The Copenhagen Climate Talks May Still Find Common Ground

As the world's leaders converge on Copenhagen for the global climate summit, the clouds over what had been deemed a fairly useless exercise in geopolitical stagecraft appeared to be lifting on Thursday. China, the U.K. and the U.S. all said a climate-change agreement of some sort could be reached. Frameworks for potential deals began to emerge, with developing nations voicing support for compromise proposals. Most dramatic was a proposal that rich nations provide a $100 billion-per-year climate-change fund to help poorer nations mitigate global warming and reduce carbon emissions.

The program, which got a strong vote of confidence from U.S. Secretary of State Hilary Clinton, would not hit full steam until 2020, a long way off. Climate scientists are warning that changes in emissions behavior must take place now if the trend toward increasing carbon levels in the atmosphere can be slowed and eventually reversed.

China's climate team, led by Yu Qingtai, refuted earlier reports that it was about to bow out of the talks. The team stated that the Middle Kingdom remains fully committed to getting a deal at Copenhagen.

U.K. Prime Minister Gordon Brown proposed perhaps the most comprehensive compromise proposal. Brown suggested that all industrialized nations cut greenhouse gas emissions by 80% by 2050, a much higher number than had been previously bandied about.

Brown also said industrialized nations must sign up for significant cuts by 2020. Starting in 2010, they must also provide interim financing totaling more than $10 billion per year to poorer countries as climate mitigation aid, as reported by ClimateBiz.
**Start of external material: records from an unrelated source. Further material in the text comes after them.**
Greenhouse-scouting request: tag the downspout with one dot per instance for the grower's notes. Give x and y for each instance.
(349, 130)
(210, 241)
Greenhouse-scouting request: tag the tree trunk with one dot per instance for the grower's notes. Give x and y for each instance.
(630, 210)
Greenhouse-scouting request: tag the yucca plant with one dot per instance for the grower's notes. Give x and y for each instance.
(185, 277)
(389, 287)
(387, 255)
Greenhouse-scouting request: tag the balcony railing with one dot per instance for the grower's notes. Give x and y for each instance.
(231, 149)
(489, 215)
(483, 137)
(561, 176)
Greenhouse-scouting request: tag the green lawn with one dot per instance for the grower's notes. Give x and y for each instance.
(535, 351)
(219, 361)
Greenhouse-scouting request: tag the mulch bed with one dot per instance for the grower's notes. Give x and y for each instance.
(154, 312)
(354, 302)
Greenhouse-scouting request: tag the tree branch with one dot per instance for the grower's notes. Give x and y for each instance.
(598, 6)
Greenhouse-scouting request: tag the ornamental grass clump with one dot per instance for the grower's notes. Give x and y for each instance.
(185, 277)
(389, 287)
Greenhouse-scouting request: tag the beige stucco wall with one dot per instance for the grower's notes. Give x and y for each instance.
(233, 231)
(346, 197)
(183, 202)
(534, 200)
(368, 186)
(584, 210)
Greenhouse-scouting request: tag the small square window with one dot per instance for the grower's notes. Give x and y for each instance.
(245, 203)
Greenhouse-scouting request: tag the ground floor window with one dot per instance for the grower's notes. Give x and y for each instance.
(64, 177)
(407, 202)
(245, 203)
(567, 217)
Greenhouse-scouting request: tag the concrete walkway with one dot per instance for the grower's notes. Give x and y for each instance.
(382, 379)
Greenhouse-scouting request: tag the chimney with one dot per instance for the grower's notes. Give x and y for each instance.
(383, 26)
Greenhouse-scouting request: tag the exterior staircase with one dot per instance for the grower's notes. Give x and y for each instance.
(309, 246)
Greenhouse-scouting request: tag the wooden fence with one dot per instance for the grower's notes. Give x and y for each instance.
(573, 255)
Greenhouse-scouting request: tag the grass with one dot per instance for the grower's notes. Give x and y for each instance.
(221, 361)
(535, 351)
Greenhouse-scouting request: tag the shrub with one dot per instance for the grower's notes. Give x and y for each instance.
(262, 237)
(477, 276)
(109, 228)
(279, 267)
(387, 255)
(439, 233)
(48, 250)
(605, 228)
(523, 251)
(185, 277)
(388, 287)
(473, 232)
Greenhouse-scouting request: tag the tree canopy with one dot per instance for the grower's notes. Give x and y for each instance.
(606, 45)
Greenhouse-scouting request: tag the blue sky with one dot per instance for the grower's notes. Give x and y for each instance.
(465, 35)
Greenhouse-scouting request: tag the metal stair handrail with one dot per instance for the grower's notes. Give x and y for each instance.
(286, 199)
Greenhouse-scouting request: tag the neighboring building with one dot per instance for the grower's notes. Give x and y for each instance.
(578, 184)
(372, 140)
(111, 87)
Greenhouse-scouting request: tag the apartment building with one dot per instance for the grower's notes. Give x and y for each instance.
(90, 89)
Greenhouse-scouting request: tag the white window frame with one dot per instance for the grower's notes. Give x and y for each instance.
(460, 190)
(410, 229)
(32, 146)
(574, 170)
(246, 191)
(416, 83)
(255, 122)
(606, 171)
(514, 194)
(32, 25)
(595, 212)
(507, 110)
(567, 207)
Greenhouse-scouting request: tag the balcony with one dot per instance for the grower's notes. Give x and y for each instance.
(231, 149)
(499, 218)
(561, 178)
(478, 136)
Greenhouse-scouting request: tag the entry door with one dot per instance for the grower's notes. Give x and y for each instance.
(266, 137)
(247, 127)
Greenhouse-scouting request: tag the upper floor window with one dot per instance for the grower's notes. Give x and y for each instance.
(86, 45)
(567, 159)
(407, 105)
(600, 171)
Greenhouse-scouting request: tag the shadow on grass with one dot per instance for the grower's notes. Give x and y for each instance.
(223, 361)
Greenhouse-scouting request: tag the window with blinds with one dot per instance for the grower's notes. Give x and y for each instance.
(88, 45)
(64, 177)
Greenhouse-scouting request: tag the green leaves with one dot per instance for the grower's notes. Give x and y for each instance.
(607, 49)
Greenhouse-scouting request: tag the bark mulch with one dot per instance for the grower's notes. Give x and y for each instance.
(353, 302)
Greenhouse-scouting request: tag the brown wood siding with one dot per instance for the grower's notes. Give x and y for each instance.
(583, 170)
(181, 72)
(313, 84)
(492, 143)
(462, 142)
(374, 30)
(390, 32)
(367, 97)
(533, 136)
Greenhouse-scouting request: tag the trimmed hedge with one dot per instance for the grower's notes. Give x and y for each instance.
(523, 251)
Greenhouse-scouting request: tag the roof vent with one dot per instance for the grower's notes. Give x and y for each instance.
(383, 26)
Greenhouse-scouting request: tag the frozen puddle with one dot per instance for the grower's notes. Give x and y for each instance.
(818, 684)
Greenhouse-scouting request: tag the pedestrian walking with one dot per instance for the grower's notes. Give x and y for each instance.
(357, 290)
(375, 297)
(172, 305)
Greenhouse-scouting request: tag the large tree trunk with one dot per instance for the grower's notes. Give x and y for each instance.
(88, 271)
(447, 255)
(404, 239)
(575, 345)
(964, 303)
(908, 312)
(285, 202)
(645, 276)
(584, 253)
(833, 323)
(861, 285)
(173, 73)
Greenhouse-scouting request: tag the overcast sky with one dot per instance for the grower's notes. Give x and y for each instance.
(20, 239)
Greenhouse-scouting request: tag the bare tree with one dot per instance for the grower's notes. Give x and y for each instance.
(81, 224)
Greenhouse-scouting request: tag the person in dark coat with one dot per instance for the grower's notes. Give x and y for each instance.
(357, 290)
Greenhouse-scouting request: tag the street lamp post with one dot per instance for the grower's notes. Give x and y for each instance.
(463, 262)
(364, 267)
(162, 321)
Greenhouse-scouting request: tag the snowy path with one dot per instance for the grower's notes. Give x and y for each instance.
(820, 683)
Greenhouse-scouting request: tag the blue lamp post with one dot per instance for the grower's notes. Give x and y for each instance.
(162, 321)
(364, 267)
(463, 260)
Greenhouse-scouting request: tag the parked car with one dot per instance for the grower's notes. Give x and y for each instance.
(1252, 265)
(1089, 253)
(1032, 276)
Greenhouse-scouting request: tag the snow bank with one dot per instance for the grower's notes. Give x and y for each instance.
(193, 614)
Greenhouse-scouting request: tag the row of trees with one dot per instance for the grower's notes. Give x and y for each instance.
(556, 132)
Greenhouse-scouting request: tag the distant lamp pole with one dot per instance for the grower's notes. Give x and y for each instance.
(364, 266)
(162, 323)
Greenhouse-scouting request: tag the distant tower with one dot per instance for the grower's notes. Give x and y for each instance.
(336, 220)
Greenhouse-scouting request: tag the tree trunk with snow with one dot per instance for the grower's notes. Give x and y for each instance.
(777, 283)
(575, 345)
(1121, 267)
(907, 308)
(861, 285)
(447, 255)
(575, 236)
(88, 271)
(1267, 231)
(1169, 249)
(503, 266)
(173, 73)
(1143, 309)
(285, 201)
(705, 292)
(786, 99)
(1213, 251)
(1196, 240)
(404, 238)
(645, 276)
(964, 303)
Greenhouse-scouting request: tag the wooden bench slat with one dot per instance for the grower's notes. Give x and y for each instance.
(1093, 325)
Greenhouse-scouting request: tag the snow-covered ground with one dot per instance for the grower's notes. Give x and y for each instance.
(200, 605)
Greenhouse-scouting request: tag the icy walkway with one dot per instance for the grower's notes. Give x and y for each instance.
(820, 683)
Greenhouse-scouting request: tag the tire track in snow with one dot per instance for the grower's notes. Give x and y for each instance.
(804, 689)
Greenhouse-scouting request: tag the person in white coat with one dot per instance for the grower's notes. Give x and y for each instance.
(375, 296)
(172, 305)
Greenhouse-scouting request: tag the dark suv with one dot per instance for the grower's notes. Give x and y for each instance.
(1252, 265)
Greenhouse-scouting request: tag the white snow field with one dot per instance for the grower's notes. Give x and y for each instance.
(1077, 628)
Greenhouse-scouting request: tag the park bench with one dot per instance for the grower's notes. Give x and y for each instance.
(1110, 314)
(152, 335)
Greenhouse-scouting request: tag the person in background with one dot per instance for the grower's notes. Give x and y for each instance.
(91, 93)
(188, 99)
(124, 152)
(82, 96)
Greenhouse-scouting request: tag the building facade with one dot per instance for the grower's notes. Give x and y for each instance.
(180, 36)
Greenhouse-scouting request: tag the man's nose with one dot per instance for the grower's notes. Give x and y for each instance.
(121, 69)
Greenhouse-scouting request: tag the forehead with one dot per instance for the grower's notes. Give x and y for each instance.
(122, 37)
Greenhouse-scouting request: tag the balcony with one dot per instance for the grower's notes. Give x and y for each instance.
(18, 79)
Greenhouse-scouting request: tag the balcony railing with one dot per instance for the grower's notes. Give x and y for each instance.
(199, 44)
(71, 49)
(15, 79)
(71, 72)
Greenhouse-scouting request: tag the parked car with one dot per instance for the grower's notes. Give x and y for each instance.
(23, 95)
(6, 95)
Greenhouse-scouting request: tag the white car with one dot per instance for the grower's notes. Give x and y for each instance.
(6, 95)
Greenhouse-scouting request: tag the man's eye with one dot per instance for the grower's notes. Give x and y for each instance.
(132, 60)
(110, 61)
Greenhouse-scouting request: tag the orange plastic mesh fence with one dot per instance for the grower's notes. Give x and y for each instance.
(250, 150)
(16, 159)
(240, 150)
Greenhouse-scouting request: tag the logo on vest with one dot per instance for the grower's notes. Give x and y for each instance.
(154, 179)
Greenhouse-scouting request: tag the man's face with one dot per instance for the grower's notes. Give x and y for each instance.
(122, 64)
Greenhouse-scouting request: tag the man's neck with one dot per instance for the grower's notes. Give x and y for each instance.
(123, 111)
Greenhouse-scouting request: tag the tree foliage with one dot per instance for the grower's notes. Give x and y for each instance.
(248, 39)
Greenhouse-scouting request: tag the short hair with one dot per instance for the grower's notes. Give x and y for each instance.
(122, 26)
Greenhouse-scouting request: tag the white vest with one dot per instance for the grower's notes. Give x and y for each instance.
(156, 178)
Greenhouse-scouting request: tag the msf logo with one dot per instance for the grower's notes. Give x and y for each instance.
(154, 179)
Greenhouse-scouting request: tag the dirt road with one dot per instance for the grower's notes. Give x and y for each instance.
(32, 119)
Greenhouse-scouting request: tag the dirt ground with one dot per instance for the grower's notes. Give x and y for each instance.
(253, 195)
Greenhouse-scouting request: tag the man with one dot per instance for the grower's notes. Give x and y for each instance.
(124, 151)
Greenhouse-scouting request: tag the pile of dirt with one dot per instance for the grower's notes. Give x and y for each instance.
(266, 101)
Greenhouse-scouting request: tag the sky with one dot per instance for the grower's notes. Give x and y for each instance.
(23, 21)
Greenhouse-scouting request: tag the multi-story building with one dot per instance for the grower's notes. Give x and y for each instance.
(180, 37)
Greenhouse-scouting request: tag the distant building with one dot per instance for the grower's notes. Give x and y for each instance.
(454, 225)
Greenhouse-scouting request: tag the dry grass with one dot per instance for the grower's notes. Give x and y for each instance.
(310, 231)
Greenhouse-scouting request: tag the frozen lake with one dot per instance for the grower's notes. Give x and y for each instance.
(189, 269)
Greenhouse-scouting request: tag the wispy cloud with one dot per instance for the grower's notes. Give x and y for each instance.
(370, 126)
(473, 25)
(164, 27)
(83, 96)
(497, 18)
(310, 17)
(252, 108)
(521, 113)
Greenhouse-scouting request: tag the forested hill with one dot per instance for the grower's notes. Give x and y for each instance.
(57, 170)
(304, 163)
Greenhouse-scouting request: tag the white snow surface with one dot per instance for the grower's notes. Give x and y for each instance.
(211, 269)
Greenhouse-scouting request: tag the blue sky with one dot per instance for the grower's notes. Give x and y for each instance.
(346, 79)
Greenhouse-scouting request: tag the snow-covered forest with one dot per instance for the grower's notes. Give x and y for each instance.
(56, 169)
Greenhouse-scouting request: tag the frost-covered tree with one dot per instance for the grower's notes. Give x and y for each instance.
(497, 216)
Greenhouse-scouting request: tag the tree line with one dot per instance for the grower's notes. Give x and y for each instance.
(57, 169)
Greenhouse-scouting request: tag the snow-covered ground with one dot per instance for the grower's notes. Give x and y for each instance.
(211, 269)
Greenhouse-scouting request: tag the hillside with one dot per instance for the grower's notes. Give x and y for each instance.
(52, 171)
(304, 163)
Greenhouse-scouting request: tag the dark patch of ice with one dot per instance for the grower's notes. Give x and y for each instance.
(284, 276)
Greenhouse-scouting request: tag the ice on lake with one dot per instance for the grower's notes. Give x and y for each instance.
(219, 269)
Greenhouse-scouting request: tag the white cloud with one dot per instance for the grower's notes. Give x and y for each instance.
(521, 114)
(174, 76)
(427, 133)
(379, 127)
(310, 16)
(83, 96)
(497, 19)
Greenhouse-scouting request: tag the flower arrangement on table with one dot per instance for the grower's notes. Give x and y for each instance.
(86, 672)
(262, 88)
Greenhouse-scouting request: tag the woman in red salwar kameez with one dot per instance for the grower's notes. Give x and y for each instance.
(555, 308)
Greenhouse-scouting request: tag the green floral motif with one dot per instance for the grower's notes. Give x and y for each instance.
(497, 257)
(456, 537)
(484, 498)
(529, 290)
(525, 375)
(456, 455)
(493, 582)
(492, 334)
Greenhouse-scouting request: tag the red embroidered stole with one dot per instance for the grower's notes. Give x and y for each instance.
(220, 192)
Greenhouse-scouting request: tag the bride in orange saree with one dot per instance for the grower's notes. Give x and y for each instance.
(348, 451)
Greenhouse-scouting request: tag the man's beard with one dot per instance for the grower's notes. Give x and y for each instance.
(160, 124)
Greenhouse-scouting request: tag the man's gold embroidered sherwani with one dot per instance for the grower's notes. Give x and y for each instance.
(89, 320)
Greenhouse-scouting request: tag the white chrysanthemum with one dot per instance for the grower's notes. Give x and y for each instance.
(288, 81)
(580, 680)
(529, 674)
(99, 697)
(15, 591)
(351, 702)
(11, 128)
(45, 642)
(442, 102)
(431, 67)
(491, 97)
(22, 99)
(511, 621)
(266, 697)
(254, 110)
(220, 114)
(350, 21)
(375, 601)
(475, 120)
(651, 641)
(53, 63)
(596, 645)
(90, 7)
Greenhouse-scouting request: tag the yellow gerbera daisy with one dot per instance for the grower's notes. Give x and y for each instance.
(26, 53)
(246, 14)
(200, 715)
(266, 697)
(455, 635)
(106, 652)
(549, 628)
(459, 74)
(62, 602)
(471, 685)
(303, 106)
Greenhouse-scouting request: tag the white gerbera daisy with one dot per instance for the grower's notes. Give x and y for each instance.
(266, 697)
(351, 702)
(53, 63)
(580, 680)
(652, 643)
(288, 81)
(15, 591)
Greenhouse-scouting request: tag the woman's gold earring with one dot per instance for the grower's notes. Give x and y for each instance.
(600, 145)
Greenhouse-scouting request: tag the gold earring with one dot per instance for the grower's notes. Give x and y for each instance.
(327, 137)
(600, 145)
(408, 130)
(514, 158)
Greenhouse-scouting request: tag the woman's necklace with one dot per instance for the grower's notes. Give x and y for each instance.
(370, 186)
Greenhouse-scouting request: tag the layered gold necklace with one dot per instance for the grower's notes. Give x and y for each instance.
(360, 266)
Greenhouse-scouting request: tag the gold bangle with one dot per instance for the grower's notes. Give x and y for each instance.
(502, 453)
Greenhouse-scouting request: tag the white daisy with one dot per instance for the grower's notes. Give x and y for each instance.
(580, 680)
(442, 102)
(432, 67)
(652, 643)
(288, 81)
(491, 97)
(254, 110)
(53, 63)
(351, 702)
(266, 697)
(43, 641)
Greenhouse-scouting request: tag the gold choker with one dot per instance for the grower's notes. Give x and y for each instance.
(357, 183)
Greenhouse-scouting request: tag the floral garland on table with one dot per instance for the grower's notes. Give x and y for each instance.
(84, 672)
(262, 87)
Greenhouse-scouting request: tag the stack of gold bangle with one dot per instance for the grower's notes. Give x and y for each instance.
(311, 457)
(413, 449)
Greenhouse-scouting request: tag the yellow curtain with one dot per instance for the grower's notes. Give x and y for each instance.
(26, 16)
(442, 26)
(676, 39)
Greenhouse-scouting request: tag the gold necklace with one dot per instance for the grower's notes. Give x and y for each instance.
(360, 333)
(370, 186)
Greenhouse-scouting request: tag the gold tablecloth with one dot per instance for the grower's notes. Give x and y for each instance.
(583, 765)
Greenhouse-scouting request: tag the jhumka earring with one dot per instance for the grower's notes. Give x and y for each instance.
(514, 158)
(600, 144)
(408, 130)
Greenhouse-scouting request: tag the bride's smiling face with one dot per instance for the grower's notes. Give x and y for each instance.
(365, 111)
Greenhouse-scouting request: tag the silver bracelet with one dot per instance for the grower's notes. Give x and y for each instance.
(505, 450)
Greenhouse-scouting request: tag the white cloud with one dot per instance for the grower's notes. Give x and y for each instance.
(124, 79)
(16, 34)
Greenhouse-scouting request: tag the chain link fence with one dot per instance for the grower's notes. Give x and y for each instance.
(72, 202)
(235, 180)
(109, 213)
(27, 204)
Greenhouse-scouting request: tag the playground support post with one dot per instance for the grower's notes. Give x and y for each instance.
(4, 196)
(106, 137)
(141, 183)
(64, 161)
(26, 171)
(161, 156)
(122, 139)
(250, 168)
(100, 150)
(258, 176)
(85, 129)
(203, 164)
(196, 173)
Soft Pedaling from Washington

The White House, which is still struggling to get a health care reform bill passed, has tread lightly on the topic of any commitment to a climate-change deal. President Barack Obama has intentionally soft-pedaled Copenhagen, and his staff has repeatedly said that they don't expect a deal to be reached this year.

That's the right answer for a U.S. Congress that's acrimoniously split over health care reform. Legislators could be further polarized by any bold moves in Copenhagen that would commit the U.S. to carbon reduction or other frameworks to combat global warming.

But the impending arrival of Obama has built anticipation that perhaps something big can be salvaged, above and beyond meaningful but far smaller initiatives, such as the $3.5 billion forest-preservation package announced by the U.S. and five other nations on Dec. 16.

Even if a climate deal is reached, the devil-in-the-details will clearly remain. Carbon-trading markets have been wracked by fraud and scandal, to such a degree that U.N. has been forced to decertify some of the world's largest carbon-offset certification companies and consultants.

Accounting for stimulus spending in the U.S. alone has been difficult. Imagine the possibilities for fraud inherent in a $100 billion aid package going to poor nations with weak civil and legal institutions and massive corruption problems. In other words, it will take a Herculean effort not only to get a climate deal passed, but to administer the effort in a systematic way so that greenhouse gases don't become another form of green graft.